Le vieux squatter s’interrompit pour rire, et il le fit aussi franchement et d’aussi bon cœur que si sa conscience ne lui eût jamais rien reproché. C’était une anecdote qui lui semblait charmante, et je la lui entendis raconter trois fois pendant le peu de temps que je passai avec lui. Je surpris pour la première fois un léger sourire sur la figure de Zéphane ; mais je n’avais pu m’empêcher de remarquer que ce jeune homme, qui avait un aspect mâle et rude, avait constamment les yeux fixés sur moi, de manière à m’embarrasser.

— Voilà une corvée qui fut très-heureuse pour vous, lui dis-je quand sa gaieté se fut modérée, surtout si vous ne vous crûtes pas obligé à restitution.

— Et pourquoi donc ? le congrès était assez pauvre, j’en conviens ; mais, après tout, il était plus riche que je n’étais et que je ne serai jamais. Quand un objet change de mains, le titre passe avec la chose, et il y en à qui prétendent que ces terres, venant du roi, doivent à présent retourner au peuple, suivant que chacun en a besoin. Cela me semble assez juste, et je ne serais pas étonné qu’un jour ou l’autre, la loi elle-même en jugeât ainsi. Hélas ! pauvre nature humaine, on te retrouve toujours !

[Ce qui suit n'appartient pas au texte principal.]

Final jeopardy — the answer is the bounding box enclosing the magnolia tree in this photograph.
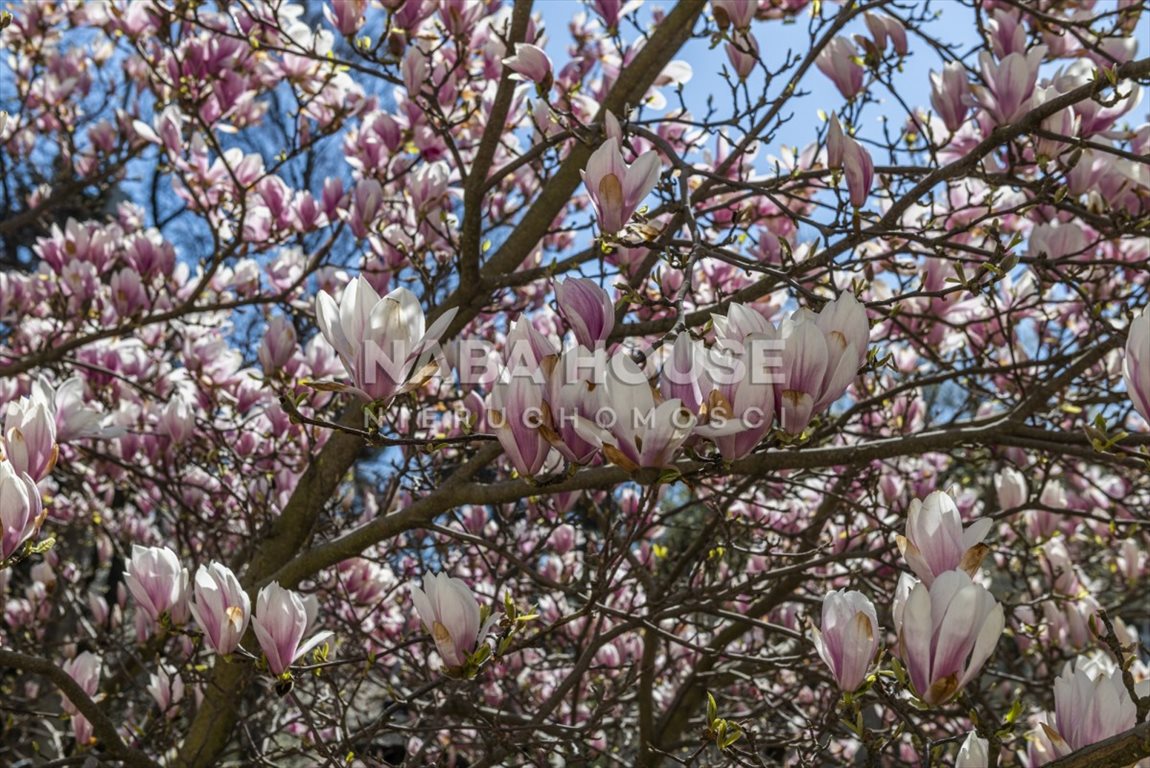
[0,0,1148,765]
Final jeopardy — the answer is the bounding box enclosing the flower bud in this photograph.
[188,561,250,656]
[3,390,58,482]
[816,37,864,99]
[252,581,333,676]
[896,490,993,586]
[1124,307,1150,424]
[580,138,661,236]
[1048,656,1136,753]
[555,278,615,350]
[811,590,880,692]
[0,459,44,562]
[955,732,990,767]
[410,572,496,670]
[895,570,1004,705]
[502,43,553,89]
[124,544,189,626]
[994,467,1028,510]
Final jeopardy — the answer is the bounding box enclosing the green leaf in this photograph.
[1003,697,1024,725]
[471,644,492,666]
[28,537,56,556]
[720,723,744,749]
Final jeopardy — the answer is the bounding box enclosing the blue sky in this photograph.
[534,1,986,153]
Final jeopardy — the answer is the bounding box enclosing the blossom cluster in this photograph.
[0,0,1146,766]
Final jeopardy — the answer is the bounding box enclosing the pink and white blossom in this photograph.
[895,570,1005,706]
[816,37,864,99]
[188,562,250,656]
[252,581,334,676]
[315,277,458,403]
[897,490,994,586]
[811,590,880,692]
[1046,655,1136,754]
[581,138,661,235]
[124,544,189,625]
[410,572,496,669]
[502,43,553,88]
[0,458,44,562]
[62,651,101,746]
[1124,307,1150,424]
[555,278,615,349]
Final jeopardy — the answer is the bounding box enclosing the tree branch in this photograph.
[458,0,534,288]
[1044,722,1150,768]
[434,0,709,337]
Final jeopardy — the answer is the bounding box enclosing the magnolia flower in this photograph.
[574,353,695,474]
[61,651,101,716]
[725,32,759,80]
[659,333,713,416]
[1047,655,1136,754]
[712,0,755,31]
[348,178,382,239]
[994,467,1028,510]
[972,46,1046,125]
[581,137,661,235]
[1027,718,1067,766]
[543,345,606,465]
[502,43,552,88]
[590,0,641,30]
[325,0,366,35]
[188,561,251,656]
[775,294,869,434]
[811,590,880,692]
[0,458,44,562]
[811,293,870,411]
[410,572,496,669]
[487,365,551,477]
[258,314,298,373]
[124,544,189,625]
[986,8,1027,58]
[147,665,185,719]
[816,36,864,99]
[506,316,559,366]
[62,651,101,746]
[43,376,123,442]
[252,582,334,676]
[1124,307,1150,424]
[1041,538,1082,596]
[929,61,971,133]
[315,276,457,403]
[712,302,774,342]
[895,570,1005,706]
[699,333,776,461]
[841,137,874,208]
[1051,59,1140,137]
[652,60,694,104]
[776,321,829,434]
[409,161,450,217]
[864,12,908,55]
[555,278,615,349]
[1032,86,1081,163]
[825,113,846,168]
[3,387,58,482]
[1028,221,1086,261]
[955,732,990,767]
[897,490,994,586]
[159,396,195,445]
[826,118,874,207]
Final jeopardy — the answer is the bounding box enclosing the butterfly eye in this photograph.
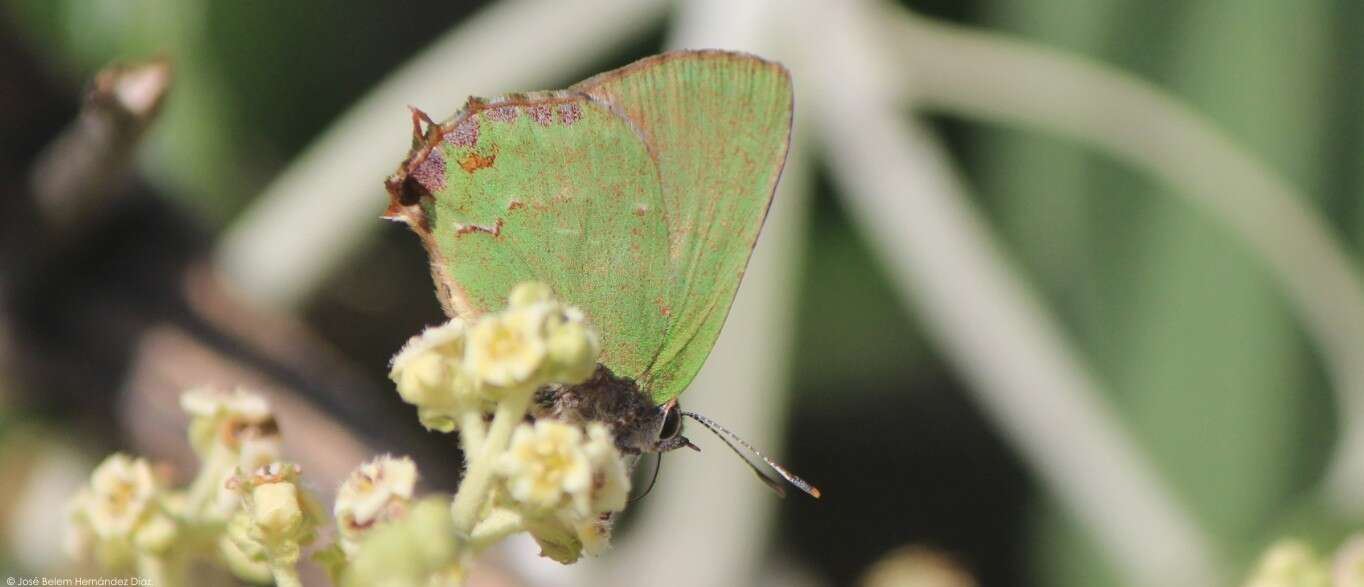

L’homme qui a mal agi s’ingénie toujours à trouver quelque excuse. Lorsque son esprit est perverti par l’influence de ses passions, et surtout de la rapacité, il ne manque jamais d’invoquer des principes nouveaux pour sa défense, et il en inventerait au besoin qui pourraient être très-bons, s’ils étaient appliqués avec vérité et de bonne foi. C’est précisément là le côté faible de nos institutions. Tant que la loi représente l’autorité d’un individu, elle est active, elle est vigilante, à cause même de l’intérêt particulier qu’elle protège ; mais quand elle représente l’autorité du peuple, la responsabilité se partageant à l’infini, il ne faut rien moins que des abus criants pour l’exciter à se mettre sur la défensive. Nouvelle preuve que, dans la conduite des affaires ordinaires de la vie, l’intérêt est plus fort que les principes.